Let us get the awkward part out of the way: we make barn management software. This is a guide to choosing barn management software. You should read everything below with that in mind, and you should read every other vendor's comparison page the same way.
What we can promise is this: no invented numbers, no strawman versions of our competitors, and a straight answer to the question most vendors will not touch, which is whether you need software at all.
First: do you actually need software?
Honestly, maybe not yet. A spreadsheet, a paper feed chart, and QuickBooks can genuinely carry a small operation when three things are true:
- One person runs everything. If the same person feeds, schedules, and bills, there is no handoff for information to fall through.
- Under roughly eight horses. Below that size, the admin fits in a quiet hour and the whiteboard stays current.

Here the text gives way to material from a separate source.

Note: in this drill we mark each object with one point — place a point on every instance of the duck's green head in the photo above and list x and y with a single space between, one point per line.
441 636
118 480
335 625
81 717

- Nothing is growing. No new boarders coming, no staff being hired, no second barn on the horizon.
The moment any of those breaks, paper starts to leak. The feed chart is right until the day it is not. The board invoice goes out late because it lives in someone's head. That is usually the moment barns start shopping.
The market, fairly described
You will find a handful of serious players when you search. Two names come up the most in barn owner forums, and both have been around a while:
BarnManager built its reputation on records and organization, and you will see it in a lot of show barns. Stable Secretary is known for taking billing seriously, which is where much barn software historically fell short. Both are real businesses with real customers, and if you demo them and they fit your barn, you will be better off than you were on paper.
You will also find horse-owner apps that track one horse beautifully but were never built for a whole boarding operation, and general scheduling tools that know nothing about horses. Those are usually where regret comes from: the tool was good, it just was not built for a barn.
And then there is OnStride™, which is us. We will state our case at the end, briefly.
The seven questions that actually separate the options
Skip the feature checklists. On every demo, ask these:
1. Does it cover the whole loop, or just part of it?
The daily loop of a boarding barn is: care happens, care gets recorded, records become invoices, invoices become money. Many tools do one or two arcs of that loop well. Every gap between tools is a place where you re-type information, and every re-type is a place where revenue leaks.
2. Can your least technical groom use it?
Not the office manager. The weekend feeder. If the answer involves a training manual, the whiteboard will quietly come back within a month, and then you are paying for software while running on paper.
3. What do your boarders see?
A boarder portal is not a luxury. It is how you stop answering the same three texts every day, and it is quickly becoming what boarders expect. Ask to see exactly what a boarder sees, on a phone.
4. Does billing handle the messy reality?
Recurring board is the easy part. Ask about the hard parts: the mid-month blanket change that should be billed, the boarder who stopped paying, partial payments, autopay enrollment, and what happens when a card fails.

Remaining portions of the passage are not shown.